Zephyrnet Logo

Selective binding of retrotransposons by ZFP352 facilitates the timely dissolution of totipotency network – Nature Communications

Date:

Cell culture and cell lines

HEK293T cells (Pricella, CL-0005) were cultured on 0.12% gelatin pre-coated dishes with DMEM high glucose (HyClone, SH30243.01) supplemented with 10% FBS (Gibco, 10270-106). E14 cells (Cell Search System, E14tg2a) were cultured in DMEM high glucose (Gibco, 11965-084) with 15% FBS (Gibco, 16000-044), 100X NEAA (Gibco, 11140050), 100X L-Glutamine (Gibco, 25030081), 1000X β-Mercaptoethanol (Gibco, 21985023), homemade LIF (10,000X dilution) on gelatin pre-coated plate. The medium was refreshed daily. E14 cells were passaged by incubation with 0.05% trypsin (Beyotime, C0203) for 3 min at 37 °C. ZFP352 inducible mESC line was made by lentiviral integration of the pCW57.1-Zfp352 expression plasmid. Zfp352 coding sequence was cloned under the TET inducible promoter in the pCW57.1 plasmid. Cells were routinely checked for mycoplasma contamination.

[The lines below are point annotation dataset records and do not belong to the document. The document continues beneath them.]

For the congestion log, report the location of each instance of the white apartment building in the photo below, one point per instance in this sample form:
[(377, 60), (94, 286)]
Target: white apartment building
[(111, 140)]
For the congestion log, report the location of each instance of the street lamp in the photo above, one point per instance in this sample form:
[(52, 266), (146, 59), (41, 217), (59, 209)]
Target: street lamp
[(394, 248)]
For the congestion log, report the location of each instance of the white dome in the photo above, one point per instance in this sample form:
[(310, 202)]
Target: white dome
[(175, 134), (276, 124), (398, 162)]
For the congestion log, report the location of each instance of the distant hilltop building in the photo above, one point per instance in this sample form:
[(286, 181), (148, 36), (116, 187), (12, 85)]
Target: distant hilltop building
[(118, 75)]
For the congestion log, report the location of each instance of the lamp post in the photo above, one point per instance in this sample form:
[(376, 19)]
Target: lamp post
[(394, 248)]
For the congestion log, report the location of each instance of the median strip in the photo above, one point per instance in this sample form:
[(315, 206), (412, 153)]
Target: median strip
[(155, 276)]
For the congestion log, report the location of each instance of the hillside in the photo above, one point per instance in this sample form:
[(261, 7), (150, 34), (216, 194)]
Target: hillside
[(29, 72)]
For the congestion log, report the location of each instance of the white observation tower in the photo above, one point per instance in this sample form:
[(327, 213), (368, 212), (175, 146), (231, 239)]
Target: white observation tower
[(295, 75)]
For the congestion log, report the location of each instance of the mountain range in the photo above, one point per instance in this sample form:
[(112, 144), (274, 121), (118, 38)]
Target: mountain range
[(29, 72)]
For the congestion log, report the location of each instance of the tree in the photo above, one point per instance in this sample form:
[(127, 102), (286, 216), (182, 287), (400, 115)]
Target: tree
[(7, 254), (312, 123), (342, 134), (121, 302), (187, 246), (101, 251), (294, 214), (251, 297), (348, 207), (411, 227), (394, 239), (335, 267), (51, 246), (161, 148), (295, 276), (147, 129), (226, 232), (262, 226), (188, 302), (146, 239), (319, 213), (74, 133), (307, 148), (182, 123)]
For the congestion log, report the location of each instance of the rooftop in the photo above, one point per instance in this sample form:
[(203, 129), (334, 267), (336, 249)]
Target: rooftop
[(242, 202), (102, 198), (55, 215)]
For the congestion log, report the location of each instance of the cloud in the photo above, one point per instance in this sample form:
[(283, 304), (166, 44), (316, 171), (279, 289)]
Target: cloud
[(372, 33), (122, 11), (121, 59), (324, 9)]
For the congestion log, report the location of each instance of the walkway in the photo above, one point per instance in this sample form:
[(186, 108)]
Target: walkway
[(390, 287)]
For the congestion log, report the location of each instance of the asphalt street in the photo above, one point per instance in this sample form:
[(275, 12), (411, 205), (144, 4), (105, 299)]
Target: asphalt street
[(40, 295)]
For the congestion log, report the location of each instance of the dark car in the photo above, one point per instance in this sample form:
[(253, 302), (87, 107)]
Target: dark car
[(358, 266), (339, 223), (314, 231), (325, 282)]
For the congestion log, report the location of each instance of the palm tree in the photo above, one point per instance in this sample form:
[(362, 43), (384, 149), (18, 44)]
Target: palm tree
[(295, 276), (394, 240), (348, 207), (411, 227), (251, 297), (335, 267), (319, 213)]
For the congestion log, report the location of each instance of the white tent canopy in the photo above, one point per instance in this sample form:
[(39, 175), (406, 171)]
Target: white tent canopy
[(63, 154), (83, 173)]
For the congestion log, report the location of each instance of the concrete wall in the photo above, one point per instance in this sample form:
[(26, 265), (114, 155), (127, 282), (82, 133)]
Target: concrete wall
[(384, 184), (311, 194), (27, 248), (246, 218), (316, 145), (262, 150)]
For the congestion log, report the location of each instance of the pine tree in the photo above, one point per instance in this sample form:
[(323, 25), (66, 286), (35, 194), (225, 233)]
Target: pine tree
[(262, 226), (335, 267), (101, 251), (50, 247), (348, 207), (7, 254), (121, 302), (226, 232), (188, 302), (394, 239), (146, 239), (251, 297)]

Transfection and transduction

Transfection was done using Lipofectamine 2000 (Life Technologies, 11668027) according to protocol. Transfection mix was added to the gelatin pre-coated plate, before cells were seeded. For lentivirus production, HEK293T cells were grown to 70% confluency. The transfer plasmid, pxPAX2, and VSVG were all transfected into HEK293T cells with PEI (Polysciences, 24765-1). Supernatant was harvested 48 h to 72 h later, and virus produced was precipitated using 5X virus concentration solution (Origene, TR30026), resuspended in PBS, and aliquoted before storing at −80 °C. To infect cells with lentivirus, virus was added into the medium with 4 μg/ml polybrene for 24 h. Medium was refreshed the second day to allow the subsequent assays.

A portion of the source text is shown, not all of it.